Let $X_n$ be a Markov chain. Use Levy's zero-one law to show that if $$P(\cup_{m=n+1}^{\infty}\{X_m\in B_m\}|X_n)\geq\delta>0 \text{ on }\{X_n\in A_n\}\text{, then}$$ $$P(\{X_n\in A_n\text{ i.o.}\} - \{X_n\in B_n\text{ i.o.}\})=0$$
My attempt: $$\text{Let }C_n = \cup_{m=n+1}^{\infty}\{X_m\in B_m\}\implies \cap C_n=\{X_n\in B_n \text{ i.o.}\}$$ $$P(\cup_{m=n+1}^{\infty}\{X_m\in B_m\}|X_n) = E(1_{C_n}|X_n)=E(1_{C_n}|\mathcal{F}_n)\rightarrow E(1_{\cap C_n}|\mathcal{F}_{\infty}) = 1_{\cap C_n} \text{ by 0-1 law}$$
where $\mathcal{F}_n = \sigma(X_1,..,X_n)$ and the second equality holds because of Markov property. We know that on $$\{X_n\in A_n\}, E(1_{C_n}|X_n)\geq \delta>0 \text{ and thus on } \{X_n\in A_n \text{ i.o.}\}, E(1_{C_n}|X_n)\geq \delta>0 \text{ i.o.}$$ and since the limit of $E(1_{C_n}|X_n) = \cap C_n = \{X_n\in B_n \text{ i.o.}\}$, I guess $$\{X_n\in A_n \text{ i.o.}\}\subset \{X_n\in B_n \text{ i.o.}\}$$
May I know how that leads to the answer, I am missing something small. Thanks.
Since the convergence is hold a.s.

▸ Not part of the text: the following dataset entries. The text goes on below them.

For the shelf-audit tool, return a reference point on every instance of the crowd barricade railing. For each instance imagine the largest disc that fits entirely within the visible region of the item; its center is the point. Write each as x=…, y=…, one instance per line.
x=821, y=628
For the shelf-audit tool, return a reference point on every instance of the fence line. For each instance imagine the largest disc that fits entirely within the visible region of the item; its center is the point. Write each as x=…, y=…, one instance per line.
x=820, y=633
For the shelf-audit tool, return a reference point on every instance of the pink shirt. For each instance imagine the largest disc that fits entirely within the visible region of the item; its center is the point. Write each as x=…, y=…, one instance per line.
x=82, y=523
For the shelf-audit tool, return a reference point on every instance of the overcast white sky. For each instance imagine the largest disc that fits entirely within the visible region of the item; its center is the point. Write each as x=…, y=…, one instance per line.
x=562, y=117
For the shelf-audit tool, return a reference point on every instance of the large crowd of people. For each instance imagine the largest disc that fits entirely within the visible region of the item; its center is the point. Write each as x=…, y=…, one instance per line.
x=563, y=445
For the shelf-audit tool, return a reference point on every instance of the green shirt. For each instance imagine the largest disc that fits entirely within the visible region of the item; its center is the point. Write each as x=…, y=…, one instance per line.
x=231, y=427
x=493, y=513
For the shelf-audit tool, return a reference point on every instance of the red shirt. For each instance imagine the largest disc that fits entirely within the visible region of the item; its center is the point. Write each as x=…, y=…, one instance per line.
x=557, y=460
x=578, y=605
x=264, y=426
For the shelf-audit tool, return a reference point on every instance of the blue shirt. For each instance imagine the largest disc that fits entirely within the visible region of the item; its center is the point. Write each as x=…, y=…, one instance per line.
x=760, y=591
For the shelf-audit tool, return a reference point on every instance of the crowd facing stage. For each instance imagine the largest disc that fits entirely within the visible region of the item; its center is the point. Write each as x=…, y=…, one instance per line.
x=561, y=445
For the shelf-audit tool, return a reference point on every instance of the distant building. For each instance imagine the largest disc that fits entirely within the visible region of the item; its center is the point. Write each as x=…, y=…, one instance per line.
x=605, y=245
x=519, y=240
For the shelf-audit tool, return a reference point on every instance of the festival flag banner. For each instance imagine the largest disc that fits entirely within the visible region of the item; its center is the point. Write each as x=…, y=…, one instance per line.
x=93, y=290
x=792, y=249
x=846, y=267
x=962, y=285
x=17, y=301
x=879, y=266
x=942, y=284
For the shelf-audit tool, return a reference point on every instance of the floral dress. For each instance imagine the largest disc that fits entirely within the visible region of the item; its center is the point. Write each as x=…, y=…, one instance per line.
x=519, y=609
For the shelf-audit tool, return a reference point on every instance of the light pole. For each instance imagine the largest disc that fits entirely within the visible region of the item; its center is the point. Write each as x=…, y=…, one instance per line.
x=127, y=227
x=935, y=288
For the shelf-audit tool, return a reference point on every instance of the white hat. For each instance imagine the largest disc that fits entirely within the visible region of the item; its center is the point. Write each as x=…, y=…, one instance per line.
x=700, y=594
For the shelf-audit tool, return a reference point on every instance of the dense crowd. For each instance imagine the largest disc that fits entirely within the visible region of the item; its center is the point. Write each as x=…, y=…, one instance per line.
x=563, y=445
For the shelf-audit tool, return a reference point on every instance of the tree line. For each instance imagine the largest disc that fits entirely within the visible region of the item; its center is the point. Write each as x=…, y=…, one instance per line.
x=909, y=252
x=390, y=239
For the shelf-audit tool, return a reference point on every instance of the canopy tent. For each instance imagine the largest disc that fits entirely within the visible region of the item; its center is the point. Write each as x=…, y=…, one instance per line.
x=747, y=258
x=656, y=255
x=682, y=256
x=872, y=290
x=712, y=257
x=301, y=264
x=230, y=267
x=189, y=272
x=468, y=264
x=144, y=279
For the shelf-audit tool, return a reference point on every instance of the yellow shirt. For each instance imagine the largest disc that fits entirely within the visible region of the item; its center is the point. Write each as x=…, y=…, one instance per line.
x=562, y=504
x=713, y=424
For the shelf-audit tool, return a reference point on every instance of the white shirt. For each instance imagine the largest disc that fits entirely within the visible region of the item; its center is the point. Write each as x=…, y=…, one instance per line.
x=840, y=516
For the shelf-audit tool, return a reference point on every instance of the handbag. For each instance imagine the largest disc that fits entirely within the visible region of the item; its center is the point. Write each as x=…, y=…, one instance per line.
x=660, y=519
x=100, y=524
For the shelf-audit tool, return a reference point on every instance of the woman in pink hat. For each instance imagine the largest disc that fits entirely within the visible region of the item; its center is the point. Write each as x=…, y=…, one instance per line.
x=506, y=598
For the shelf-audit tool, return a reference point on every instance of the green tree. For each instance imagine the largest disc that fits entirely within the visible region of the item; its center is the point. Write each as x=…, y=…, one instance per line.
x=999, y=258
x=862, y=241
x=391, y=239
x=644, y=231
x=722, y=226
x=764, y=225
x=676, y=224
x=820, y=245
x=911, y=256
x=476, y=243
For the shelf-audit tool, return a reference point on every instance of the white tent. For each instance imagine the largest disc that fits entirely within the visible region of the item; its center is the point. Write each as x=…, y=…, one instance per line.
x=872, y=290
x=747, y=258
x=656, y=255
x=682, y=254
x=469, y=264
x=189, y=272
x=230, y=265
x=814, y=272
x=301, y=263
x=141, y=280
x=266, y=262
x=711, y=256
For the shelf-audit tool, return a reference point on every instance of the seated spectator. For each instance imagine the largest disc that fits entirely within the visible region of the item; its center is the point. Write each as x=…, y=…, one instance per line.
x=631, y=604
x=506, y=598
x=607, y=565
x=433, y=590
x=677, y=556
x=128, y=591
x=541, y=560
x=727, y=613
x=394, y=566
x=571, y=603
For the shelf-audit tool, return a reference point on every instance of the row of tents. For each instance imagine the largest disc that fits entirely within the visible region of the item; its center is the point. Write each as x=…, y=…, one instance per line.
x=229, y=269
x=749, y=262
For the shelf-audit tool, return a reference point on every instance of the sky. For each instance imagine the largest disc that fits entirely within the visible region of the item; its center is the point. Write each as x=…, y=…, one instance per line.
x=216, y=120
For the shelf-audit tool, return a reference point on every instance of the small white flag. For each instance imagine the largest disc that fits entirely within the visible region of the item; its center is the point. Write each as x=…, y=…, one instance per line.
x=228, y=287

You actually have shown $$1_{\{X_n\in A_n \text{ i.o.}\}}\leq 1_{\{X_n\in B_n \text{ i.o.}\}} \text{ a.s.}$$ Note that two sets $U$ and $V$ with $U\subset V$ imply that $U-V=\emptyset$. Hence $$\{X_n\in A_n \text{ i.o.}\}- \{X_n\in B_n \text{ i.o.}\}$$ is a null set and then has probability $0$.